生物學講話 丘淺次郎 第十二章 戀愛(9) 四 歌と踊り(Ⅱ)
昆蟲の中で一番大きな聲で鳴くのは蟬であるが、雄の鳴いて居る處を眺めて居ると、どこからか雌が飛んで來てその傍に止まり、暫く上下に匍うたりして雄の來り接するのを待つて居る如くである。「すずむし」・「まつむし」なども雄が頻に鳴き續けて居ると、その間に必ず雌が近寄つて來る。昆蟲の中には蟬の如くに特に發聲だけの器官を具へたもの、「すずむし」・「まつむし」などの如くに翅を擦り合せて美音を發するものの外に、顎で物を打つて響を生ずるものが稀にある。靜かな古座敷の障子に塵の溜つて居るやうな處には、往々かやうな類の小蟲が居るが、雄が響を生じ始めると雌も響を生じてこれに答へ、次第次第に相近づく。但し音聲も香などと同じく、單に相手に自分の居處を知らしめるためではなく、主として相手の本能を呼び起し、先方より進んでその滿足を求めしむるに至るためである。鳥類でも獸類でも交尾期には鳴聲を巧に眞似すると、容易に捕へることの出來るものが多いのも、全くこれに原因する。鹿などもその頃になると、笛の如き優しい鳴聲を發するが、これに擬した笛を吹くと、雌雄ともに熱心に耳を傾け急に本能の力が猛烈に働き出すやうに見える。

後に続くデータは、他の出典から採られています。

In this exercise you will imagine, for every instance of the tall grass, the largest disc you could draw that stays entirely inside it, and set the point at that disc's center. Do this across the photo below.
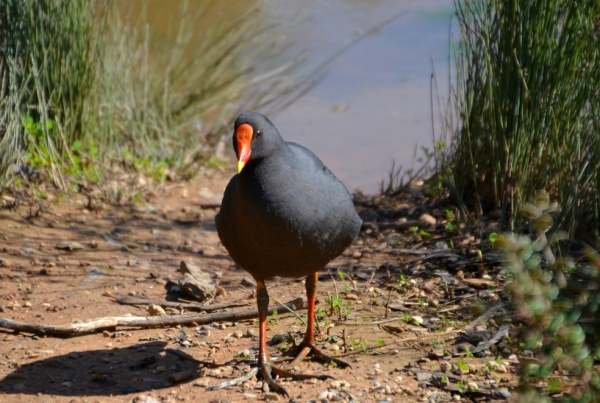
(173, 106)
(47, 74)
(526, 103)
(83, 90)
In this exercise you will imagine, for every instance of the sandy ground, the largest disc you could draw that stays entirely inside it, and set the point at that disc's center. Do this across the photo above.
(136, 249)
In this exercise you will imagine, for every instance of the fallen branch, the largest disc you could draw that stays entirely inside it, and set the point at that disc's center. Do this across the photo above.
(146, 301)
(141, 321)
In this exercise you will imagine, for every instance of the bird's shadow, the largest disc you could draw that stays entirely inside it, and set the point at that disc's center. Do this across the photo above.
(133, 369)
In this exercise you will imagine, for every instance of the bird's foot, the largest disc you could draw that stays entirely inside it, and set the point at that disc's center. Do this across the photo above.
(309, 349)
(267, 371)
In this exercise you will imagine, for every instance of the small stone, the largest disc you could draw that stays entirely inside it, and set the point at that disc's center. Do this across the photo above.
(156, 310)
(202, 382)
(69, 246)
(271, 396)
(427, 219)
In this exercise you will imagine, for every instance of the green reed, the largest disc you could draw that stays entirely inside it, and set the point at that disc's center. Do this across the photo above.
(525, 108)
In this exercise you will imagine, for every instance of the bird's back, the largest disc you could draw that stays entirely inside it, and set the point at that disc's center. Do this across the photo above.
(287, 215)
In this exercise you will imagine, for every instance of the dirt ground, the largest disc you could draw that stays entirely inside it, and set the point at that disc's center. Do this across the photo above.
(135, 250)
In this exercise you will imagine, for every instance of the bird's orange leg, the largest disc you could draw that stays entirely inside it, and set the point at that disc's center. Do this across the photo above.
(265, 365)
(307, 347)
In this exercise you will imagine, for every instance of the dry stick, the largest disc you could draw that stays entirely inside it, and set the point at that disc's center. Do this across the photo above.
(184, 356)
(146, 301)
(400, 341)
(140, 321)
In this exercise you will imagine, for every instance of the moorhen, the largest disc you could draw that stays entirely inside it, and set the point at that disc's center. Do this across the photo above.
(283, 214)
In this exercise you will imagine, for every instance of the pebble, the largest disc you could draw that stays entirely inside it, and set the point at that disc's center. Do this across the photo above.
(201, 382)
(428, 219)
(156, 310)
(69, 246)
(271, 396)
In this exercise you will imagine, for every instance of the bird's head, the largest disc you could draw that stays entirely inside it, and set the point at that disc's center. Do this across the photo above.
(254, 138)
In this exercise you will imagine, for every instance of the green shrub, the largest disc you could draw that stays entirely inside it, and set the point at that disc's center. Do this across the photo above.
(556, 303)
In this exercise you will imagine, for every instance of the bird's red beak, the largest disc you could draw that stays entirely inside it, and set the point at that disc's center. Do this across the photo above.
(243, 136)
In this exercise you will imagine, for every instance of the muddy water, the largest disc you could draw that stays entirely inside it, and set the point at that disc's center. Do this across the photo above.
(373, 107)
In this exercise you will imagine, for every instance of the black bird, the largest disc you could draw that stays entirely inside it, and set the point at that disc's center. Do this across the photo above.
(283, 214)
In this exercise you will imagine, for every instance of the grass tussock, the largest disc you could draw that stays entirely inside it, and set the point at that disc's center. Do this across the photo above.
(84, 92)
(526, 106)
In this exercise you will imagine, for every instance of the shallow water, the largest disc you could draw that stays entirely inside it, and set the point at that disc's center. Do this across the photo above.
(382, 84)
(373, 107)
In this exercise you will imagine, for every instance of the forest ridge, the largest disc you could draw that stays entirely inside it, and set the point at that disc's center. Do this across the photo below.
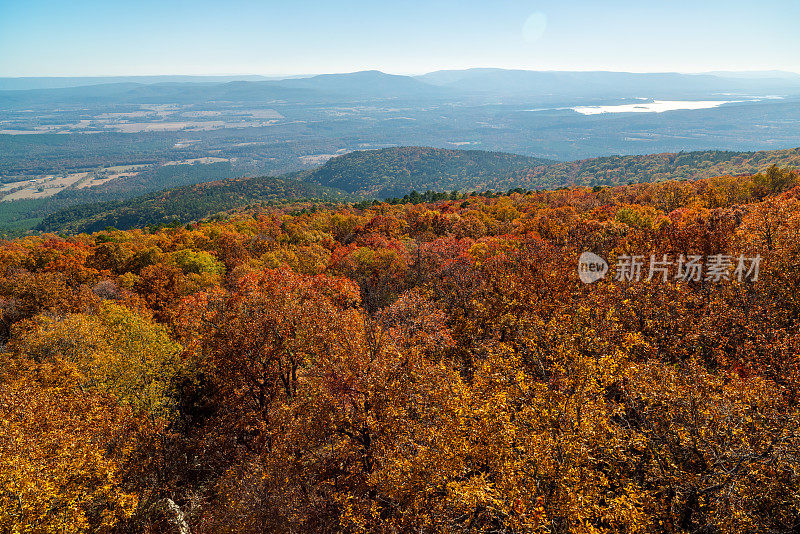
(409, 367)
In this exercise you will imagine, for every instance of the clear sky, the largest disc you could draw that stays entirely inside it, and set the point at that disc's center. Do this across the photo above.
(146, 37)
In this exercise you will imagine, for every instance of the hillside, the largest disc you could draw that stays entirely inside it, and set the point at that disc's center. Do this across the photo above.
(440, 367)
(185, 204)
(397, 171)
(394, 172)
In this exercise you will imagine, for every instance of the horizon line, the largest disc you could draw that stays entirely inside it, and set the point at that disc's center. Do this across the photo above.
(305, 75)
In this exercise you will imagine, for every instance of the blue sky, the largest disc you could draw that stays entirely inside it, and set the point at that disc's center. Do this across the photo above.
(145, 37)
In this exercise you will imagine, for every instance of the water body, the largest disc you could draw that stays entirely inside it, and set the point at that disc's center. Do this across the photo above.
(656, 106)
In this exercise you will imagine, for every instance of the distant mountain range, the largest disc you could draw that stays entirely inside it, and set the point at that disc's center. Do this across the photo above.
(398, 171)
(538, 85)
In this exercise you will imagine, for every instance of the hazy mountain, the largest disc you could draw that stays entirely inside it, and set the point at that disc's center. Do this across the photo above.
(398, 171)
(60, 82)
(370, 83)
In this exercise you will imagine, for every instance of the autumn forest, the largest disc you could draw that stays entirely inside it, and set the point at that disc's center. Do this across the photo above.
(409, 367)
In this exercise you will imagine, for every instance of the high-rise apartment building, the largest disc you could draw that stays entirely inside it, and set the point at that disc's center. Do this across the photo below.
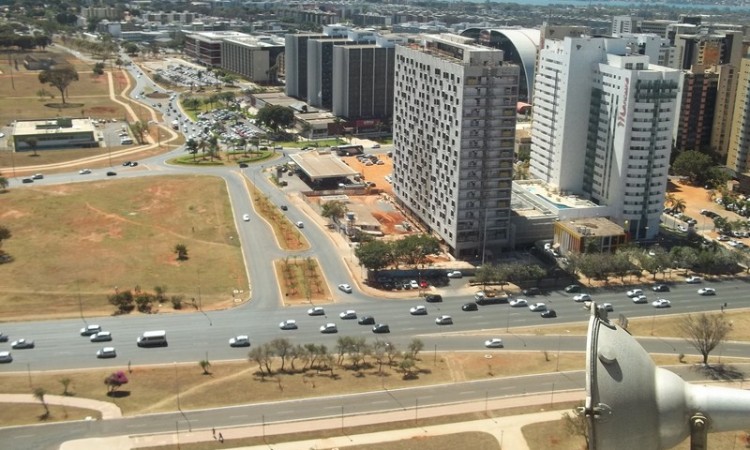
(453, 131)
(738, 158)
(364, 77)
(602, 127)
(726, 91)
(694, 124)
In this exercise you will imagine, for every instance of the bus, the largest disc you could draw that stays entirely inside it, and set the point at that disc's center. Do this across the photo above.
(348, 150)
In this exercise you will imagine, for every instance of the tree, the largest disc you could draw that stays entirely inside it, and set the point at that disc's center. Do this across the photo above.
(59, 77)
(705, 332)
(374, 255)
(123, 301)
(275, 117)
(192, 147)
(39, 394)
(281, 348)
(181, 251)
(205, 365)
(65, 381)
(576, 424)
(413, 250)
(679, 205)
(692, 164)
(415, 346)
(114, 381)
(5, 234)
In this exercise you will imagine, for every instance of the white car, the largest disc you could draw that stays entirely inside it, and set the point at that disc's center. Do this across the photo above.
(444, 320)
(348, 314)
(329, 328)
(101, 336)
(106, 352)
(635, 293)
(494, 343)
(22, 344)
(316, 311)
(88, 330)
(240, 341)
(288, 325)
(661, 303)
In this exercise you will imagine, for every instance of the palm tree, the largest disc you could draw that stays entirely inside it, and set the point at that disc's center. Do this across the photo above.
(669, 199)
(679, 205)
(181, 251)
(39, 394)
(203, 144)
(192, 147)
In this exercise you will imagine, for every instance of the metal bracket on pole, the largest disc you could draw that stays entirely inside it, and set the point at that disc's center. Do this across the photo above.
(698, 432)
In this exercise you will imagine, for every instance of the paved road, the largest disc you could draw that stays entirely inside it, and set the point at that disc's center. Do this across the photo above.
(50, 436)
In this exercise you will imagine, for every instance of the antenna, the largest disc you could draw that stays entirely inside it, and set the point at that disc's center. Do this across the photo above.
(631, 403)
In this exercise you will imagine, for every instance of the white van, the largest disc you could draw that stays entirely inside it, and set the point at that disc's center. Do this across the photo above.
(153, 339)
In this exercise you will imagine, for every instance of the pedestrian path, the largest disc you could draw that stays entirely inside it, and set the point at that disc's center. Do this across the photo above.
(507, 430)
(108, 410)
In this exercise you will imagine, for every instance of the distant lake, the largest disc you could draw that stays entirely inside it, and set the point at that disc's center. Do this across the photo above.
(686, 6)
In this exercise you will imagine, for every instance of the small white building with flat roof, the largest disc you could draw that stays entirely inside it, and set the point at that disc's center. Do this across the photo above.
(52, 134)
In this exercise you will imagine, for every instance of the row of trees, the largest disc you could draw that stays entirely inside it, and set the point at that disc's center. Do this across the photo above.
(24, 42)
(126, 301)
(354, 353)
(412, 251)
(632, 261)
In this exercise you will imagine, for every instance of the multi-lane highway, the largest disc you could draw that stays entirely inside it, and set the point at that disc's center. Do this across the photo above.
(192, 336)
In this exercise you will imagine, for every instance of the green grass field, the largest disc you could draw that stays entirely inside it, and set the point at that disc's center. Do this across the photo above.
(80, 241)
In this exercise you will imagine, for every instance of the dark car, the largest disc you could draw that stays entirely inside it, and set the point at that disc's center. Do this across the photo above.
(366, 320)
(433, 298)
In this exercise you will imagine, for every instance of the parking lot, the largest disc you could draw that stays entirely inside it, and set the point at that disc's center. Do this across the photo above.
(188, 76)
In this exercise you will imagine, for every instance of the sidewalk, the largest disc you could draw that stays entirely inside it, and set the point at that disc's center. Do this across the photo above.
(507, 430)
(107, 409)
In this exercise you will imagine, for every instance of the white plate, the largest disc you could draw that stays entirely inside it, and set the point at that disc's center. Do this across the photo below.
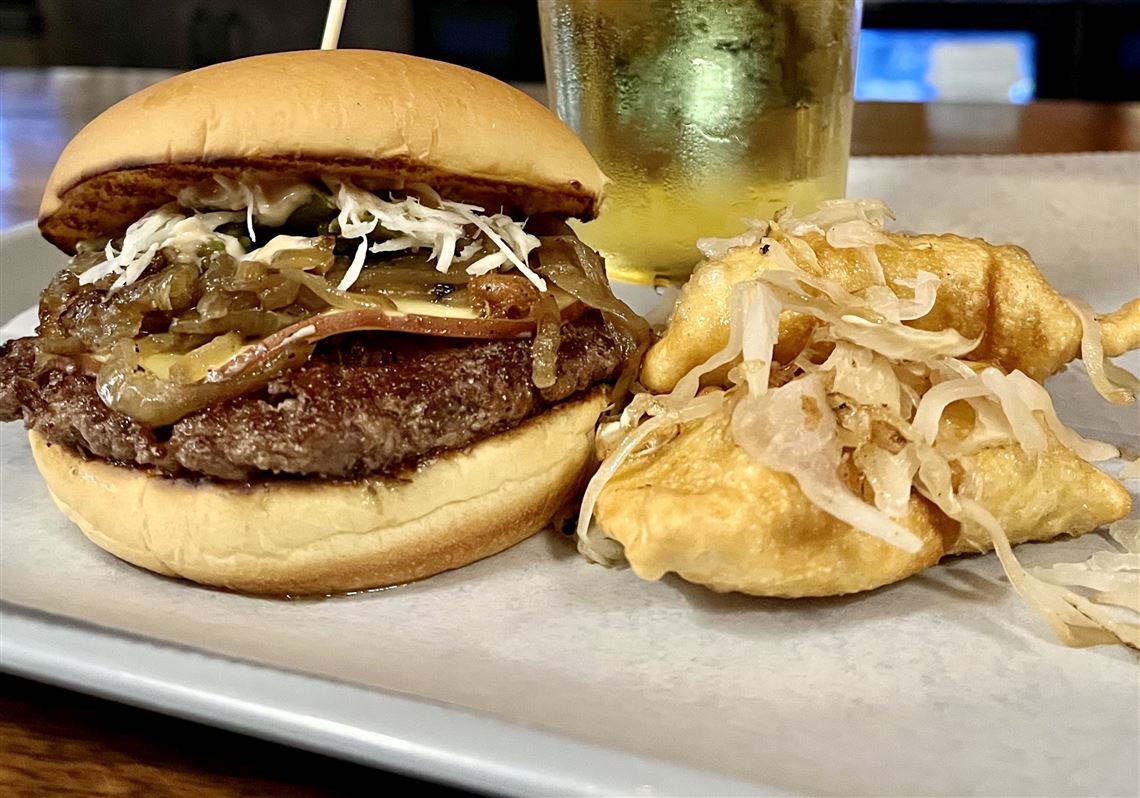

[やぶちゃん注:「かやうな類の小蟲」昆虫綱咀顎目 Psocodea のコチャタテ亜目 Trogiomorpha・コナチャタテ亜目 Troctomorpha・チャタテ亜目 Psocomorpha に属するチャタテムシ類である。和名のチャタテムシ(茶立虫)とは、よく音を立てることで知られるチャタテ亜目スカシチャタテ科スカシチャタテ
Hemipsocus chloroticus の出す音(鳴き声)が茶筌(ちゃせん)で茶をたてる時の音に似ているのに因む。丘先生は一律に顎で叩くとしておられるが、滋賀環境衛生株式会社公式サイトの安富和男氏監修「害虫辞典」の「チャタテムシ」によれば、コチャタテ亜目コチャタテ科
Trogiidae やチャタテ亜目スカシチャタテ科 Hemipsocidae
の『数種は交尾期に発音する習性を』持っており、『発音部位は口器、腹端、脚の』三つに大別されるとある。コチャタテ亜目コチャタテ科コチャタテ Trogium pulsatoriumや同科のツヤコチャタテ
Lepinotus reticulatus は『口器で発音するという観察例が多く、大顎<おおあご>または小顎<こあご>ひげで紙を叩く、こすると表現されて』いるものの『腹端で壁面を叩く種類もあるようで』、スカシチャタテ
Hemipsocus chloroticus は『後脚<うしろあし>の基部に発音器官を』持っており、『主にオスが発音してメスへのシグナルと』するとあって、『古くは「隠れ座頭」という妖怪が夜中に音を出すと考えられた時代もあ』ったとある。図入りの同氏による「スカシチャタテの発音器官」のページも必見で、そちらにも『チャタテムシには発音してその音を雌雄の交信に使う種類があります。コチャタテ類は口器の大顎<おおあご>や小顎ひげ、または腹端で障子などの紙を叩いて音を出します。スカシチャタテは後脚<うしろあし>の基節<きせつ>に発音器官をもっています』。『拡大すると、この器官はヤスリ状部と鏡胞<きょうほう>部から構成され、左右のこすり合わせで音を出すのです。人の耳にはギジギジ・・・・・・と聞こえます』と、まさに二様の発音法が分かり易く述べられてある。]